In darkening cranberry seeds, germination was delayed by 1 d and consistently lower over the first 4 d of imbibition relative to the non-darkening RIL (Fig. 10). This is most likely due to the dramatic difference in proanthocyanidin content within the seed coats of these two genotypes. This is in agreement with a report demonstrating that germination is inhibited in Arabidopsis and B. napus seeds following the application of exogenous proanthocyanidins [60]. In Arabidopsis, seed coats that are high in proanthocyanidins promote strong seed dormancy, as these are less permeable to water and promote de novo formation of the growth inhibitor, abscisic acid [60, 61]. The accelerated germination capacity in non-darkening cranberry bean seeds was correlated with an absence of proanthocyanidin content in their seed coats, but their impact on hormone-related processes is not known. A putative gibberellic acid-regulated protein gene, Phvul.001G006300, was negatively associated with proanthocyanidin accumulation in cranberry beans (Fig. 8d). Interestingly, this gene was upregulated in the non-darkening RIL (Additional file 3). Gibberellic acids are plant hormones with numerous biological roles in the plant, including the activation of starch breakdown enzymes in embryonic seed tissues leading to a release from dormancy [62]. Furthermore, seed coat growth is linked to accumulation of bioactive gibberellic acids, specifically 13-hydroxylated gibberellic acids in these tissues during pea seed maturation [63]. Phvul.001G006300 was one of 67 genes belonging to cluster 4, which included hormone-related genes that were more upregulated in non-darkening than darkening RIL seed coats (see Additional file 5).

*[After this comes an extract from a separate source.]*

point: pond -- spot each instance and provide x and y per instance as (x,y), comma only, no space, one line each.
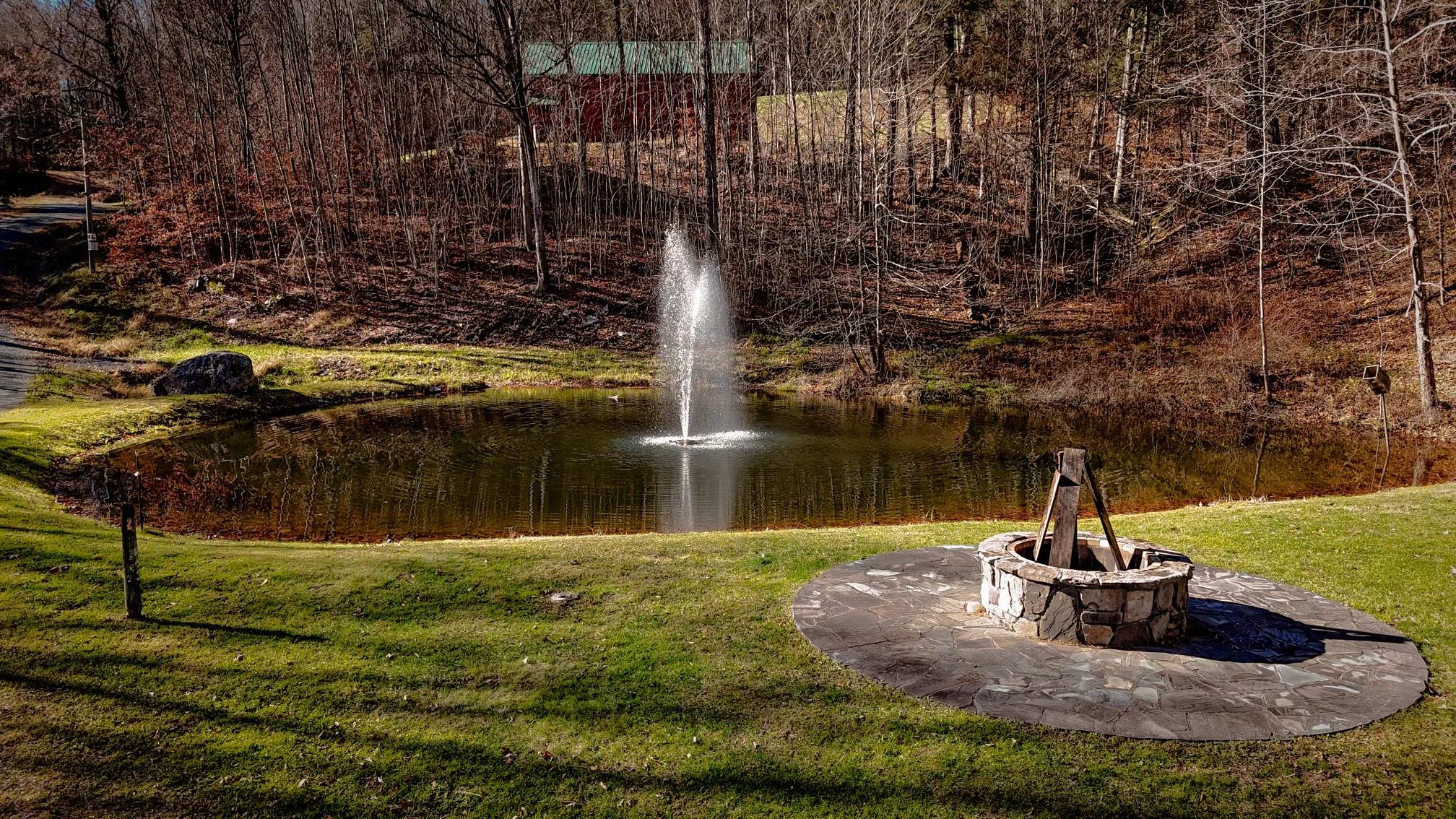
(552,462)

Biochemical and functional characterization studies of the proteins encoded by these hormone-related genes are required to better understand their respective relevance for seed coat development in non-darkening cranberry beans. As the non-darkening cranberry beans are proanthocyanidin deficient, the possibility remains that hormonal regulation of the dormancy period is varied from that operating in darkening cranberry beans.

Conclusions

Seed coat darkening in dicotyledonous species is dependent upon proanthocyanidin oxidation to reactive quinones [7, 15,16,17]. Interestingly, this phenomenon is apparent in genotypes with a ready availability of seed coat proanthocyanidins, including the postharvest darkening susceptible cranberry bean RIL germplasm investigated in this study. Moreover, research on the model plant organisms Arabidopsis and M. truncatula has established that proanthocyanidin levels in the seed coat are associated with a fully functional biosynthetic pathway [23,24,25, 31,32,33]. An RNA-seq analysis revealed that nearly 5% of all seed coat genes were differentially expressed between a darkening- and a non-darkening cranberry bean RIL, which is consistent with the transcriptomic analysis of seed coats from diversely coloured B. juncea seeds [53]. All proanthocyanidin biosynthesis genes (including PvLAR and PvANR1) were co-ordinately upregulated in the darkening RIL, and their seed developmental profiles were consistent with the expression of PvMYBs. These phenomena were largely absent in non-darkening cranberry beans. Notably, proanthocyanidin accumulation in seed coats of the darkening susceptible RIL was highly associated with the upregulated expression of three proanthocyanidin biosynthesis genes, PvF3H1 , PvDFR1, and PvANR1. Like the majority of ANRs characterized to date [29, 55,56,57,58,59], PvANR1 activity was NADPH-dependent and catalyzed the formation of epicatechin and catechin from cyanidin. All three of these phenolic compounds are evident in seed coats of darkening cranberry beans, but absent in non-darkening seeds [5, 41]. Interestingly, PvANR1 activity was inhibited by high concentrations of cyanidin. Together the findings in this study suggest that: (i) proanthocyanidin accumulation in cranberry bean seed coats is linked to transcriptional regulation of the proanthocyanidin pathway; (ii) PvANR1 serves as the major enzyme for proanthocyanidin formation; and (iii) substrate inhibition of this activity could represent an in vivo control mechanism for limiting proanthocyanidin accumulation. The combined transcriptomic and biochemical information given here is of critical importance for future breeding strategies aimed at limiting darkening in P. vulgaris seeds.

Methods

Chemicals and plant material

Unless otherwise mentioned, chemicals were purchased from Sigma-Aldrich (Oakville, Ontario, Canada). Darkening and non-darkening cranberry bean RILs were created by the Bean Breeding Program at the University of Guelph (Guelph, Ontario, Canada) from a cross between a parental line, ‘Etna’, that is susceptible to postharvest darkening [41] and ‘Wit-rood boontje’, a cranberry-like bean parental line obtained from the USDA National Center for Genetic Resources Preservation at Ft. Collins, CO (GRIN Accession number: PI 439540) that does not undergo postharvest-related darkening [6], and herein is referred to as non-darkening. The ‘Etna’ parental line was obtained from Seminis Vegetable Seeds. Inc. (Woodland, California, USA). Briefly, crosses between the parents were made in a growth room at the University of Guelph. The F1 and F2 seeds were allowed to self and the F3 seeds were screened for their reaction to ultraviolet C light [8] to identify lines that were darkening and non-darkening. The lines were selfed for additional generations to produce darkening and non-darkening recombinant inbred lines.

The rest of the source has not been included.